Les vrais instituteurs Freinet se réunissent chaque année. Ils ont des journées Freinet, dans une ville, chaque année ça change, je n’y assiste pas.
Freynet est accepté à l’École Normale. Enfant j’ai eu des camarades qui venaient des écoles Decroly ou des écoles Montessori, mais c’était à côté de l’École Normale; Freynet est accepté, ce qui a fait a modifié les programmes officiels. C’est un état d’esprit.

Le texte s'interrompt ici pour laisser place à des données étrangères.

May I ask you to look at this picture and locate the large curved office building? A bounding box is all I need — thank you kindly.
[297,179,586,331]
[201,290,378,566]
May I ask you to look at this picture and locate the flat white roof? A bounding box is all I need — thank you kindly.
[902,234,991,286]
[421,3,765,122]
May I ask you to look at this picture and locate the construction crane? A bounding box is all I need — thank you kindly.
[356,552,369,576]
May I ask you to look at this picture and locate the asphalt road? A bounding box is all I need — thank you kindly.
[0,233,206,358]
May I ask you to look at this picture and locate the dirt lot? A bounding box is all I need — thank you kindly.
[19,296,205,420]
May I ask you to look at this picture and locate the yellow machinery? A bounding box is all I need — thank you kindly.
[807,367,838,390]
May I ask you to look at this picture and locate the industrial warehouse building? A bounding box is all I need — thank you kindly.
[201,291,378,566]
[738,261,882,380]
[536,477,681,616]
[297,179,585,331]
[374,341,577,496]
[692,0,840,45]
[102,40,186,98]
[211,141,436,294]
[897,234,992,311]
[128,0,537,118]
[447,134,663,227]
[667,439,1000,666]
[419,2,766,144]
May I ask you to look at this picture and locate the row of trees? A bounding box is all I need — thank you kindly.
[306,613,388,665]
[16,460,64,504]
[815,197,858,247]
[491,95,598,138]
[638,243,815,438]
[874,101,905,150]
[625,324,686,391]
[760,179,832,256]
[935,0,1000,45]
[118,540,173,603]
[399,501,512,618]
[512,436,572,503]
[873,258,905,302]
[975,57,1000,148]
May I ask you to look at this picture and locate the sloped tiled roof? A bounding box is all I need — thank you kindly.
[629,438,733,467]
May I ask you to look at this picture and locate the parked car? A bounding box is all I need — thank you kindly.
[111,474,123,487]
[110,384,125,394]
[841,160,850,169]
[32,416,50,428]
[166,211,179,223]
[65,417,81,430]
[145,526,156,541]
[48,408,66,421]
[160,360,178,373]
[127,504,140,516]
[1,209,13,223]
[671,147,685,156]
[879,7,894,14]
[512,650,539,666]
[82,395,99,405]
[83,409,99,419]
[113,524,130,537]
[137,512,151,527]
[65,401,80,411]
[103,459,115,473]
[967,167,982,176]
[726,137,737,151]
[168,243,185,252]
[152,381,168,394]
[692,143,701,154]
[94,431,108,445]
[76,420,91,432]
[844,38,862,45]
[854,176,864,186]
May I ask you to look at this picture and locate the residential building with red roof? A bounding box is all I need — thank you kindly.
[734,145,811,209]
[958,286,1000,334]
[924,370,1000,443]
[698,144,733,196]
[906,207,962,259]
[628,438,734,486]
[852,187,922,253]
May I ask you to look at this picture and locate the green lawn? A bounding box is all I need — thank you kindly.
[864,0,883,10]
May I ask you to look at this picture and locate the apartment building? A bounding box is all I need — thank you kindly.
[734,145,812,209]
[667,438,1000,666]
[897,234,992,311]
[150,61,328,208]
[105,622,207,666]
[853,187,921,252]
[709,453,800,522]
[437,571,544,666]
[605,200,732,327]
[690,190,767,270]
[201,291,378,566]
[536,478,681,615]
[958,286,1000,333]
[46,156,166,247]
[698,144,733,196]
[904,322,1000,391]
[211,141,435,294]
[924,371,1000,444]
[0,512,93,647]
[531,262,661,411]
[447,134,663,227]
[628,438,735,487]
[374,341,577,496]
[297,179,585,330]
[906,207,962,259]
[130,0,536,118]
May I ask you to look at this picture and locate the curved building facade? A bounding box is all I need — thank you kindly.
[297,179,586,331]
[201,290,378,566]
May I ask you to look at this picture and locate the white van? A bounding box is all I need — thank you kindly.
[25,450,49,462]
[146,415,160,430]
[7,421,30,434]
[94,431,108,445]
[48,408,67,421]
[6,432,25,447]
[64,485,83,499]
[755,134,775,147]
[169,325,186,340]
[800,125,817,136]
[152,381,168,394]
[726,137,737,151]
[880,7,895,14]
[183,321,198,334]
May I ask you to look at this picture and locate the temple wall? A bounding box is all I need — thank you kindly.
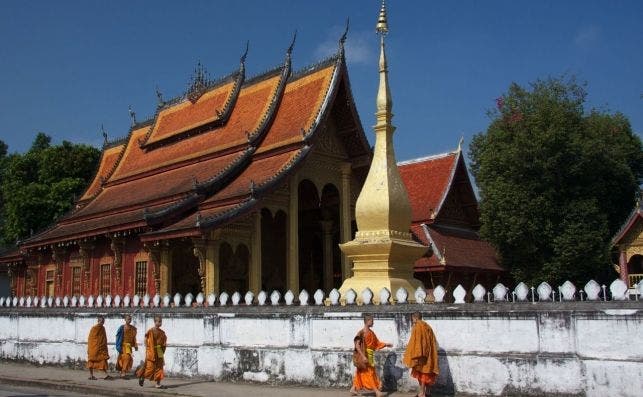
[0,303,641,396]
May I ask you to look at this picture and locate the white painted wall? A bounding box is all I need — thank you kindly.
[0,305,641,396]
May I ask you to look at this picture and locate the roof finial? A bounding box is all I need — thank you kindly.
[287,30,297,57]
[240,40,249,64]
[128,105,137,127]
[376,0,388,35]
[155,86,164,107]
[457,135,464,152]
[339,17,350,48]
[101,124,108,145]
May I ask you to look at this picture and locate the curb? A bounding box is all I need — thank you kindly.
[0,375,187,397]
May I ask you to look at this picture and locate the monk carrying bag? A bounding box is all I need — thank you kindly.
[352,350,368,370]
[352,331,368,370]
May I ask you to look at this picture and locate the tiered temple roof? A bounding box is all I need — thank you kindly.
[18,40,370,250]
[399,149,502,273]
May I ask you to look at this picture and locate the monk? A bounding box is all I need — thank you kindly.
[115,314,138,379]
[86,316,112,380]
[136,316,167,389]
[403,312,439,397]
[350,314,392,397]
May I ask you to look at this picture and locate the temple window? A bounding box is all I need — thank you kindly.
[71,267,82,296]
[45,269,55,297]
[100,264,111,295]
[135,261,147,296]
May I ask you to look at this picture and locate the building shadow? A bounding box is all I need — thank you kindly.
[433,348,455,396]
[381,352,405,392]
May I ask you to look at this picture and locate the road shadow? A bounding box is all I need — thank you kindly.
[382,352,405,393]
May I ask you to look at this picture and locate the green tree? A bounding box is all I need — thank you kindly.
[0,134,101,245]
[469,77,643,286]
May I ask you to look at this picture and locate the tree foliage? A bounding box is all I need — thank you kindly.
[0,133,101,246]
[469,77,643,286]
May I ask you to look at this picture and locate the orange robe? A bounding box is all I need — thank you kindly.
[352,329,387,391]
[86,324,109,370]
[136,327,167,382]
[403,320,439,386]
[116,324,138,372]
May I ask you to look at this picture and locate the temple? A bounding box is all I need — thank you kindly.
[0,21,501,300]
[612,201,643,293]
[400,148,503,291]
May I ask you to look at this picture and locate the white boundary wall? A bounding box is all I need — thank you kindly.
[0,304,642,396]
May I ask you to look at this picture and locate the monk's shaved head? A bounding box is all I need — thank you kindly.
[97,316,105,324]
[412,312,422,320]
[363,314,373,324]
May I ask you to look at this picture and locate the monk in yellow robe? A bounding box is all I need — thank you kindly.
[87,316,112,380]
[403,312,439,397]
[115,314,138,379]
[350,314,392,397]
[136,316,167,389]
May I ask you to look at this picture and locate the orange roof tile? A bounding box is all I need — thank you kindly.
[111,73,282,181]
[399,152,458,223]
[71,151,243,218]
[146,81,235,145]
[78,143,125,201]
[258,64,336,152]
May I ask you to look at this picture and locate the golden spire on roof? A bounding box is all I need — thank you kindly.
[376,0,388,35]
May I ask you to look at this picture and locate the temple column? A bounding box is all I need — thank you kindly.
[144,242,162,295]
[320,219,334,291]
[340,162,352,280]
[192,238,208,293]
[7,264,17,297]
[109,237,125,296]
[51,247,66,296]
[249,211,262,294]
[287,178,300,293]
[205,241,218,294]
[160,243,172,295]
[78,242,94,295]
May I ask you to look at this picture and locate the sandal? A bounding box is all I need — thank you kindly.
[138,377,144,387]
[88,376,97,380]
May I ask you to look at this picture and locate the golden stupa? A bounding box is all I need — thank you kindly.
[338,0,427,303]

Par exemple, ne pas faire une leçon, faire chercher les enfants et après faire la leçon à partir de ce qu’ils ont trouvé. Ils ne peuvent pas tout trouver, mais Freynet prône les situations de recherche, où il faut trouver les solutions. Après l’enseignant donne la solution experte. Mais ça ne tombe pas directement, il n’y a pas tout de suite une solution toute faite à un problème.
Les enfants adorent chercher. Ils sont en groupes de 4. Je lance une situation de recherche en maths. Ils écrivent leur démarche et leur réponse sur de grandes feuilles qu’on affiche au tableau. Comme ce sont des groupes de 4, avec 25 élèves, ça fait 6 groupes. Ils cherchent ensemble. Après je mets les six affiches au tableau et on regarde si elles sont pareilles. J’accepte les solutions sophistiquées du moment qu’on arrive au résultat. On regarde comment ils ont cherché. Eux-mêmes critiquent ou admirent ce qu’ont trouvé les autres. Après, je fais la leçon.

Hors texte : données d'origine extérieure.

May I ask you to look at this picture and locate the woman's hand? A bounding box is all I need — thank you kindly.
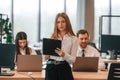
[55,48,65,57]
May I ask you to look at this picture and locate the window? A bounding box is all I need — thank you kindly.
[14,0,39,44]
[111,0,120,35]
[41,0,77,39]
[94,0,110,47]
[0,0,81,44]
[95,0,120,48]
[41,0,64,39]
[0,0,11,18]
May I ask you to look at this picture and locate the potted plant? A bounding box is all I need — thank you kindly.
[0,16,13,44]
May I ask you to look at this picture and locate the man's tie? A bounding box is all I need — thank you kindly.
[82,50,85,57]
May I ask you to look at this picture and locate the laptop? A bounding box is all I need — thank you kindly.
[42,38,61,56]
[16,55,42,72]
[73,57,99,72]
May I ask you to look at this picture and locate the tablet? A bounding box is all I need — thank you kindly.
[42,38,61,56]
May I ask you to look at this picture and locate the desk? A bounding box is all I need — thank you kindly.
[73,70,108,80]
[102,58,120,63]
[0,70,45,80]
[102,58,120,69]
[0,70,108,80]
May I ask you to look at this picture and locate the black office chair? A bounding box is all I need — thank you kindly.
[88,42,100,51]
[107,63,120,80]
[35,50,42,55]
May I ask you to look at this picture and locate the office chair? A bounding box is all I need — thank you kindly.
[107,63,120,80]
[88,42,99,51]
[35,50,42,55]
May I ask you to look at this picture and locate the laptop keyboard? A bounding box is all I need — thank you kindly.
[0,72,14,76]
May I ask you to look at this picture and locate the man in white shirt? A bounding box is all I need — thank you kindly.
[76,29,105,70]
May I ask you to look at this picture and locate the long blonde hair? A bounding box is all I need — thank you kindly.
[51,12,75,39]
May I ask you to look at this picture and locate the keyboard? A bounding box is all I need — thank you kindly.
[0,72,14,76]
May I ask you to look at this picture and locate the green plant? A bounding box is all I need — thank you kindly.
[0,18,13,44]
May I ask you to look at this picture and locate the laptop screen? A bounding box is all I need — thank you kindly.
[0,44,16,70]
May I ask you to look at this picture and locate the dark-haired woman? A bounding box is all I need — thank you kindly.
[15,31,36,55]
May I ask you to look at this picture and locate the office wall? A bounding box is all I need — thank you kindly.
[85,0,94,41]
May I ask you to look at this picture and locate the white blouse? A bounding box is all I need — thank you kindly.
[43,34,78,64]
[19,48,37,55]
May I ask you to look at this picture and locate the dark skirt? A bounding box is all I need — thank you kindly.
[45,59,74,80]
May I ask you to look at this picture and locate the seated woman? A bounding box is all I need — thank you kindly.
[14,31,38,71]
[15,31,37,55]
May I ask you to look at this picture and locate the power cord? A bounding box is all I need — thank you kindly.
[16,72,36,80]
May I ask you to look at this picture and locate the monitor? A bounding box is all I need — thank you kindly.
[0,44,16,70]
[101,34,120,53]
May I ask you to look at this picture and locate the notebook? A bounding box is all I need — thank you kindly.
[42,38,61,56]
[16,55,42,72]
[73,57,99,72]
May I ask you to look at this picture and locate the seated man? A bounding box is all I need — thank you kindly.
[76,29,105,70]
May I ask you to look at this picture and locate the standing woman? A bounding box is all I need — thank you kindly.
[15,31,37,55]
[45,12,78,80]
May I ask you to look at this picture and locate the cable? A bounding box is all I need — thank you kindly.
[16,72,36,80]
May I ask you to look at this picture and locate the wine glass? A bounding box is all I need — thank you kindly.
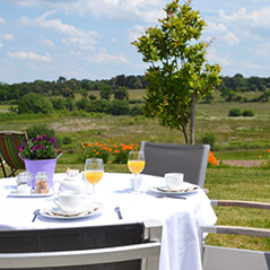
[127,151,145,192]
[84,158,104,200]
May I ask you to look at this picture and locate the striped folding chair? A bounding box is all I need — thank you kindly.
[0,131,28,177]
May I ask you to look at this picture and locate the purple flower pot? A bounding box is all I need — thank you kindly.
[21,154,62,189]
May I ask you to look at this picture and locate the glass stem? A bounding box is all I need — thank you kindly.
[92,184,97,203]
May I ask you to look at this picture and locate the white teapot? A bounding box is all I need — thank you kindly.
[53,169,87,194]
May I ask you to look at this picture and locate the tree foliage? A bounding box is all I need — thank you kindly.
[17,93,53,114]
[132,0,221,144]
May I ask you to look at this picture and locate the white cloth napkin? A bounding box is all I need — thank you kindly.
[159,211,202,270]
[159,191,217,270]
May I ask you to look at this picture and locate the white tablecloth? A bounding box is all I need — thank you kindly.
[0,172,216,270]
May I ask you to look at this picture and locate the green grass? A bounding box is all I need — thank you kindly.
[205,167,270,251]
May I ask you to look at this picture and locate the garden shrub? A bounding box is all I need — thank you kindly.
[242,109,254,117]
[26,123,55,139]
[198,132,216,151]
[229,108,242,117]
[108,100,129,115]
[130,105,144,116]
[80,141,110,163]
[112,143,140,164]
[87,100,110,113]
[18,93,53,114]
[26,123,62,146]
[62,135,73,145]
[129,99,145,104]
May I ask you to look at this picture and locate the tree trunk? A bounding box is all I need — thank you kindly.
[182,124,189,144]
[190,93,196,144]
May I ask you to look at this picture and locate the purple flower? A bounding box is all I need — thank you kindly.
[41,134,47,140]
[36,144,42,150]
[36,137,42,141]
[54,144,59,149]
[50,137,56,143]
[18,146,23,152]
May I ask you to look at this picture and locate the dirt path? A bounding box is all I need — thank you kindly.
[221,160,265,167]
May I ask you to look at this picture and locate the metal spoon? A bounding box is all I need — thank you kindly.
[32,209,40,222]
[114,206,123,219]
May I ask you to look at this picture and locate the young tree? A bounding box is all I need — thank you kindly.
[99,84,113,101]
[132,0,221,144]
[114,87,129,100]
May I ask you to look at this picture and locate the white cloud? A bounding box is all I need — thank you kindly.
[55,0,165,23]
[12,0,165,24]
[0,17,5,23]
[69,49,129,65]
[0,43,3,48]
[94,52,129,64]
[255,43,270,58]
[207,48,231,67]
[20,11,98,51]
[7,51,52,62]
[240,60,263,70]
[217,6,270,39]
[218,8,247,22]
[111,38,117,44]
[3,34,14,40]
[39,36,55,48]
[128,24,145,42]
[207,22,227,33]
[224,32,239,46]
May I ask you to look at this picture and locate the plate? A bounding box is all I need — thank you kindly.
[39,203,102,220]
[9,190,53,198]
[149,182,199,196]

Ils adorent les mathématiques dans le sens où c’est un jeu. Par exemple, on apprend les grands nombres – une des dernières choses que j’ai faite. Par hasard. Ce n’était pas du tout prévu. J’achète du café. Je me trompe. D’habitude j’achète du café en poudre – et là j’ai pris du café en grains. Je me dis, qu’est-ce que je vais faire de ce café? J’étais prête à le jeter ou à le donner. Puis je me dis, au fait, au fait: les grands nombres. Alors combien y a-t-il de grains de café dans un paquet? On a divisé le paquet en six puisqu’il y a six groupes. Chacun a compté. Ils ne savent pas compter plus loin que cent. Ils faisaient des tas de 10. 10 tas de 10. Des boîtes à œufs: 10 dans chaque alvéole. Il y en avait 10. 10 fois 10 ça faisait 100. 100: on venait les verser dans un seau et on continuait à compter. On est arrivé à savoir finalement combien il y avait de grains. C’était une vraie recherche dans la mesure où je n’avais pas la réponse. Il devait y en avoir 2670 ou quelque chose comme ça! On est vraiment arrivés au grand nombre, on a vu ce que c’est qu’un grand nombre. Ça a duré peut-être une heure. Ils ne se sont pas du tout ennuyés. Ils étaient passionnés. C’est pour ça que je dis que les petits s’intéressent à tout. Parce que ça, effectivement, ça ne sert à rien – c’est le plaisir de chercher pour chercher. Les petits sont très accessibles à ce genre de chose. Des recherches comme un jeu.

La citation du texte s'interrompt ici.